An Open Letter to My Google Calendar
Dear Google Calendar,
We need to talk.
You’ve been with me since the very beginning. When I first decided to start this business - aka become the kind of person who says things like “circling back on this” and “let’s hop on a quick Zoom” - you were right there, colour-coding my dreams.
At first, it was sweet. I gave you cute event names like “Big CEO Energy” and “Deep Work (no distractions lol).” I blocked out little moments for admin, for strategy, for something I rather ambitiously labelled “Creative Time,” as if I was Virginia Woolf and not a woman who scribbles 90% of her ideas in her notes app.
But lately, things have taken a turn. You’ve become... aggressive.
Every morning you come at me with notifications like “Review sales funnel” and “Follow up with Imogen re: marketing strategy,” and I just want to ask: Who do you think I am? Do I look like a person who has a marketing strategy? Do I even know what a sales funnel is? I’ve barely figured out invoicing. And yet here you are, pinging me like I’m a Silicon Valley C suite exec at a Coldplay concert.

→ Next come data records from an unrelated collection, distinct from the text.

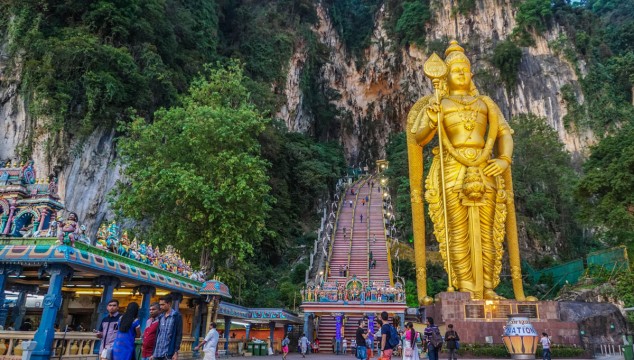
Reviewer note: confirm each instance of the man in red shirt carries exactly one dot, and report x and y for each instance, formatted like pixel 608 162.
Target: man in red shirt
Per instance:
pixel 149 335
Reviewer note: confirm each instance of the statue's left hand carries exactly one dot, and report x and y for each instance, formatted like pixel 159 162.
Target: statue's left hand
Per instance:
pixel 496 167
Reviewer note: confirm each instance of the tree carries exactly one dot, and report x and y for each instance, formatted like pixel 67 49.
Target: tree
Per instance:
pixel 195 176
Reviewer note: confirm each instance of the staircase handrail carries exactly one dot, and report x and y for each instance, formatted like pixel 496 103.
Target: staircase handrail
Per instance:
pixel 342 198
pixel 367 237
pixel 387 246
pixel 361 182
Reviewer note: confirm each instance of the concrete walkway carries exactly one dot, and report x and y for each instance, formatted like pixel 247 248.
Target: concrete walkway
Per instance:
pixel 296 356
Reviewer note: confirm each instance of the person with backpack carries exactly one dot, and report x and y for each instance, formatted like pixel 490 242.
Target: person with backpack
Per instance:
pixel 545 340
pixel 285 344
pixel 410 351
pixel 389 338
pixel 433 339
pixel 452 338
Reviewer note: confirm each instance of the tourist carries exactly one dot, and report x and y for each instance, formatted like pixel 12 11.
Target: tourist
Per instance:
pixel 410 351
pixel 433 339
pixel 334 345
pixel 170 331
pixel 545 340
pixel 452 338
pixel 285 343
pixel 387 343
pixel 108 329
pixel 361 336
pixel 129 330
pixel 149 334
pixel 303 344
pixel 210 343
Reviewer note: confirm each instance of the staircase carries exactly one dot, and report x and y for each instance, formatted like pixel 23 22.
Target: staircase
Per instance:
pixel 360 230
pixel 353 241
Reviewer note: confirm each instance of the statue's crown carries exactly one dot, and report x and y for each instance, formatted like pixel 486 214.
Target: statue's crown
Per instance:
pixel 455 54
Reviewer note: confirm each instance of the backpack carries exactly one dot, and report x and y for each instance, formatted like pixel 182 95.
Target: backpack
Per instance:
pixel 436 339
pixel 394 339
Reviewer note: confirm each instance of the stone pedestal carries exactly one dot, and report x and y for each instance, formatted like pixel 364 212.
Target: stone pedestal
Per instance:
pixel 483 321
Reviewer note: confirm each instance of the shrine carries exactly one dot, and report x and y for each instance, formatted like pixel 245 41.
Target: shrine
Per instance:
pixel 55 282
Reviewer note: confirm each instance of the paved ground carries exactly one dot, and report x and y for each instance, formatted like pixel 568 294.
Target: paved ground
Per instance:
pixel 295 356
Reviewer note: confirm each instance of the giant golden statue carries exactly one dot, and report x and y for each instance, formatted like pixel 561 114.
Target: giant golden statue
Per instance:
pixel 469 187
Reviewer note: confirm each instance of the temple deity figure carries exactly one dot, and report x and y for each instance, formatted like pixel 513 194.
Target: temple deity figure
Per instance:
pixel 468 187
pixel 69 230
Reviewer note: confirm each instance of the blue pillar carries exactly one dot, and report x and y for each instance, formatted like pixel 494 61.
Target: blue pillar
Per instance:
pixel 51 304
pixel 144 311
pixel 176 300
pixel 5 271
pixel 306 321
pixel 401 317
pixel 19 310
pixel 339 319
pixel 272 332
pixel 198 318
pixel 248 329
pixel 227 331
pixel 109 283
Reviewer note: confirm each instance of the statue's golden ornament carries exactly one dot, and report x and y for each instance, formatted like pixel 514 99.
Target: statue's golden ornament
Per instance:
pixel 434 67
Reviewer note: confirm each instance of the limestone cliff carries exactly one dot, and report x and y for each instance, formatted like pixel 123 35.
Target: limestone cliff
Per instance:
pixel 380 92
pixel 375 96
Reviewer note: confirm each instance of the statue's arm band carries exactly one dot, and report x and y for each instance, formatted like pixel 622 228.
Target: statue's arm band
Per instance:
pixel 506 158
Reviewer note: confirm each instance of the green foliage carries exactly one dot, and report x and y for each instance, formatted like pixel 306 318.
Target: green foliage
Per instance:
pixel 318 96
pixel 464 7
pixel 532 15
pixel 196 174
pixel 604 192
pixel 354 22
pixel 544 181
pixel 410 27
pixel 507 57
pixel 84 64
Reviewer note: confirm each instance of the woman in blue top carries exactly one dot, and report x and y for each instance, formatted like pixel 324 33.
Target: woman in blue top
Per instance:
pixel 129 329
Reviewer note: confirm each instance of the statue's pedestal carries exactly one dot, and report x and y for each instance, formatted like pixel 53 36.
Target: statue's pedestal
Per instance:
pixel 483 321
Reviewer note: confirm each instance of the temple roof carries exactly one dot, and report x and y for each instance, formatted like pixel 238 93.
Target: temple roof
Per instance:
pixel 215 287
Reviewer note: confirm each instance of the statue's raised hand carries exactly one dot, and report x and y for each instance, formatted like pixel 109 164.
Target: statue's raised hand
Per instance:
pixel 496 167
pixel 433 109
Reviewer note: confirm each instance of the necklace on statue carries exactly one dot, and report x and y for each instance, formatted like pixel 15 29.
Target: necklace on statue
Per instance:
pixel 468 114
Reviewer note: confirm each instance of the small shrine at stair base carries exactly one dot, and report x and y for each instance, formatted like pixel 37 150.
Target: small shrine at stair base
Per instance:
pixel 55 282
pixel 357 281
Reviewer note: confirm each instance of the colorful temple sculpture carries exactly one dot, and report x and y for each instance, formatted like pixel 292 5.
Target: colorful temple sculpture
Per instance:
pixel 55 282
pixel 28 205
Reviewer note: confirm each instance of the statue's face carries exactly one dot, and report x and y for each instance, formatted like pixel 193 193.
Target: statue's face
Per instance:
pixel 460 76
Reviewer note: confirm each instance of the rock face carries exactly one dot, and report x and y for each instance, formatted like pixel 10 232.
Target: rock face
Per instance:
pixel 375 98
pixel 601 323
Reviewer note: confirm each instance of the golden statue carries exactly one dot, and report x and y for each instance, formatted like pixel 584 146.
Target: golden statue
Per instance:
pixel 469 188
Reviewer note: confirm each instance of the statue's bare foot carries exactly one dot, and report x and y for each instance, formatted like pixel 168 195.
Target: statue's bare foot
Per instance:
pixel 491 295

Somewhere along the way, I clearly gave you the impression that I had things under control. That I was the kind of founder who does breathwork at 7:30, journals at 8, and launches strategic initiatives before 9am. Instead, I have become the kind of founder who spends 40 minutes deciding whether “quick coffee with Katie” counts as work or rest. (It was neither. It was gossip.)

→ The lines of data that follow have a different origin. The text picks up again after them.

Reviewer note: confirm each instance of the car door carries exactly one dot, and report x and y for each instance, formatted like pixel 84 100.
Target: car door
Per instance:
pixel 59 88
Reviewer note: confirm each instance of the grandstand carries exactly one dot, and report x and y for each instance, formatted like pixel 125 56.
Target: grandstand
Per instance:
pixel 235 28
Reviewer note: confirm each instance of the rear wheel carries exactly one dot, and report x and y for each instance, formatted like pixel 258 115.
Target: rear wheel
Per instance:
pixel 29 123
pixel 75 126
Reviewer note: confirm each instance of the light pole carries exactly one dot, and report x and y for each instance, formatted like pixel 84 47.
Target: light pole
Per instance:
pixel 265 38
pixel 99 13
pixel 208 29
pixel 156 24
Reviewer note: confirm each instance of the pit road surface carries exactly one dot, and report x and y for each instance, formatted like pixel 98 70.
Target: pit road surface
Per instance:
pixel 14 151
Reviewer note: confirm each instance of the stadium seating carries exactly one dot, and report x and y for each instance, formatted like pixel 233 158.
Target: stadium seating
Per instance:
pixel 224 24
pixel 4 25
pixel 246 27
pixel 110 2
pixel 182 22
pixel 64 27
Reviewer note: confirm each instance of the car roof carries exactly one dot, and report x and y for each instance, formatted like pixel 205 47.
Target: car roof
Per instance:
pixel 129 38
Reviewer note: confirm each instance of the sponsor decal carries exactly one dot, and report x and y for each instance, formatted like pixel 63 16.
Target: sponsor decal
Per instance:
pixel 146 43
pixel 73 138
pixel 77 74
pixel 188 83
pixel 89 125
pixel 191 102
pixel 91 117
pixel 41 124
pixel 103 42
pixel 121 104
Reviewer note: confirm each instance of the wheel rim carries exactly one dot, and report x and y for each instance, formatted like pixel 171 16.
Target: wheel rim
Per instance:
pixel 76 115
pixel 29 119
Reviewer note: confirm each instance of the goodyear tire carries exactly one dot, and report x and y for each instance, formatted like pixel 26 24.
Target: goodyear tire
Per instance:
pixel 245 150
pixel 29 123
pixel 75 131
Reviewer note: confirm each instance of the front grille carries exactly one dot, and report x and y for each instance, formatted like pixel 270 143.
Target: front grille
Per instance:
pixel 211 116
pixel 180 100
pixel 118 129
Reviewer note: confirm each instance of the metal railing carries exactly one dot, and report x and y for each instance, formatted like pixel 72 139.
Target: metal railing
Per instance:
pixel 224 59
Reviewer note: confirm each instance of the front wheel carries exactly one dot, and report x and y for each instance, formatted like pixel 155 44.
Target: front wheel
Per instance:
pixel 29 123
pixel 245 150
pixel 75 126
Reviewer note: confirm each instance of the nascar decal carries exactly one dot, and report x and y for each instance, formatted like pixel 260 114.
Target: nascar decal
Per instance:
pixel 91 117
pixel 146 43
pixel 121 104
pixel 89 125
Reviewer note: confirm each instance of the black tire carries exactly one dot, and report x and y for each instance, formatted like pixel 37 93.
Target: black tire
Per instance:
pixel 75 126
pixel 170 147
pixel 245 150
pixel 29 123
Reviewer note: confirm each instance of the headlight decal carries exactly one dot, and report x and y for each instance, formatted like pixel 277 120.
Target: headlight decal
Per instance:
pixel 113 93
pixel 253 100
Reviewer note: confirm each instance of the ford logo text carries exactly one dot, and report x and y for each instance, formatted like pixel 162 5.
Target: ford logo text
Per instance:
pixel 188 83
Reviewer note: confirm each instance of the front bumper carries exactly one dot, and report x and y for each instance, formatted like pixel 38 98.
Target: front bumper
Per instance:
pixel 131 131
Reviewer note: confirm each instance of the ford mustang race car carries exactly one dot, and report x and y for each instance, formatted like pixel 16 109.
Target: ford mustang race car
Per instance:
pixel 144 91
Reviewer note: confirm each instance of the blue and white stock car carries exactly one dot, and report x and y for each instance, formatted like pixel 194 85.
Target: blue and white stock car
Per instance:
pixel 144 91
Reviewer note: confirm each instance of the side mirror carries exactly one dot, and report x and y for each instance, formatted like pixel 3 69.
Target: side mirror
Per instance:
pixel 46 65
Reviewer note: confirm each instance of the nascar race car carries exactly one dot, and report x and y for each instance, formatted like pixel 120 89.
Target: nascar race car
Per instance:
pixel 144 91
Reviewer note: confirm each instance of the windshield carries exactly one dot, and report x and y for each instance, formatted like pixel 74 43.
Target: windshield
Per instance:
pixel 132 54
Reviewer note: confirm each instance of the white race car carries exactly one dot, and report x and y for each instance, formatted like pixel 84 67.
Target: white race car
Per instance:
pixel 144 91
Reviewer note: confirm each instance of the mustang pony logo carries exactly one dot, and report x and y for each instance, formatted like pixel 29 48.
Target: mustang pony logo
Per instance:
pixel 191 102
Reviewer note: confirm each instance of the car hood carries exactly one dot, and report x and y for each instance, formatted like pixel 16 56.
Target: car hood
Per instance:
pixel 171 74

And don't even get me started on the "all-day events." You know the ones - the vague, aspirational tasks that hover at the top of the day like passive-aggressive clouds:
- Update website copy
- Batch Instagram content
- Do taxes (???)
They’ve been rolling over like bad karma for weeks now. Each night, I drag them onto the next day’s to-do list like a toxic relationship I’m not ready to let go of. Honestly, it’s starting to feel personal.
And yet - here’s the wild part - I need you.
Without you, I am but a woman with a laptop and a dream, untethered by time, floating through space with no idea what day it is. You keep me semi-accountable. You stop me from scheduling three things at once. You (usually) prevent me from showing up to client calls in a dressing gown.
So this is my olive branch: I promise to stop booking “Deep Work” at 4:30pm when I know I’m already mentally on the sofa. And you… well, maybe you could chill with the 6am notifications for a bit? Let’s meet in the middle. Let’s be realistic. Let’s accept who we are: a messy founder and her overly optimistic digital assistant, doing their chaotic best.